[CES] Pioneer Exhibits PDP Featuring 'Immeasurably High Contrast Ratio'
Pioneer Corp is showcasing a PDP featuring a contrast ratio that is "too high to be measured" at 2008 International CES.
The company achieved the high ratio by eliminating the necessity of pre-discharge, which has been regarded indispensable thus far. The exhibited product is a 50-inch PDP introduced by the company Jan 6, a day before the opening of the Show.
The PDP was demonstrated in a separate room where the environment was made to be equivalent to that of a darkroom. The new PDP and an existing product were exhibited side by side so that visitors could see the effect obtained by the enhanced contrast ratio while comparing the two panels.
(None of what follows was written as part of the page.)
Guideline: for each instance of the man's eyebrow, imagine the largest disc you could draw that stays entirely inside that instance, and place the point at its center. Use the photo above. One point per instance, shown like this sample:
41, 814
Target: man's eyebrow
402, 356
The demonstration clearly showed the difference. In the new panel, images were displayed as though they were floating in complete darkness, whereas black areas illuminated with light were clearly observed in the existing panel. The difference in the black level is especially apparent when each of the panels displayed entirely black.
The pre-discharge operation to apply an appropriate voltage on the electrodes in advance has been said to be necessary to drive a PDP in a stable manner at a high speed. If the electrode voltage decreases to absolutely zero without the pre-discharge, it takes a long time before the discharge even when the display voltage is applied. As a result, the PDP cannot be driven at a high speed, or at worst, the panel may fail to display images.
If the pre-discharge operation is performed, however, a slight amount of light may be sent to the screen so that black areas are illuminated undesirably. This prevents the panel from displaying true black.
Pioneer, which developed this PDP that doesn't need pre-discharge operations, has not revealed the details of the underlying technology. The company only reported that it entirely revised the previous technology and developed a new driving method. Without this proprietary driving technology, the latest PDP could not be developed, the company said.